We are looking for an SRE, experienced in distributed systems, Kubernetes & microservices to join our Applications team. The team focuses on providing tooling to enrich the core Hazelcast Platform, making it easier to use, scale and provide greater functionality. Ensuring solutions to meet the most demanding customer needs.
Day to day, you’ll be leveraging your solid engineering fundamentals with a focus on performance, consistency, resilience and scale, bringing your passion for solving difficult problems to help realize the product vision.
Your role as a SRE is crucial in ensuring that Hazelcast Platform meets business objectives, is robust and scalable, and is depended upon by customers for mission-critical implementations.
WHAT YOU’LL DO
Keep Hazelcast cloud-based production systems running smoothly 24/7/365
- Design and Development:
- Design, develop, and maintain our cloud infrastructure to support both our end user management center and microservice based platform
- Implement new solutions using AWS and terraform, improving scalability, throughput, and reliability.
- Support and manage our Keycloak IDP ensuring it provides appropriate security while meeting the needs of the development team
- Implement security measures to protect data integrity and confidentiality, including encryption, access control, and compliance with relevant regulations.
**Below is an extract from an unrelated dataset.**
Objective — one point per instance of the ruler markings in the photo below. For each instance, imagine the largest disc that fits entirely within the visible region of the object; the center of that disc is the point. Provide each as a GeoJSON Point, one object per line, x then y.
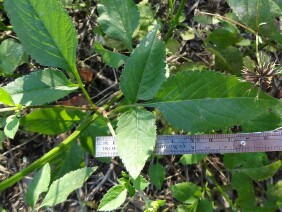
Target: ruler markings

- Work with our operations team to maintain our SOC2 & ISO27001 compliance, and keeping our environment secure
- Monitor the system for performance issues, errors, and potential failures, and implement maintenance procedures such as backups, data recovery, and disaster recovery plans.
- Troubleshoot issues related to data storage, including performance bottlenecks, data corruption, or compatibility issues with other software components.
- Collaborate with cross-functional teams, including software developers, architects, and product managers, to ensure the effective integration and operation of the components within the overall software infrastructure.
- Document design decisions, implementation details, and operational procedures to facilitate collaboration among team members and ensure the maintainability of the system.
- Stay updated with the latest developments in storage technologies, Java programming language, and software engineering best practices, and apply this knowledge to improve existing storage systems and develop new solutions.
- Be part of our on-call rotation to respond to availability incidents and work with support and engineers on customer incidents
WHAT YOU HAVE
Experience of distributed systems, Kubernetes & microservices
- Infrastructure as Code (Terraform)
- Modern devops stack (K8s, Prometheus, Grafana, Opentelemetry, ArgoCD, helm)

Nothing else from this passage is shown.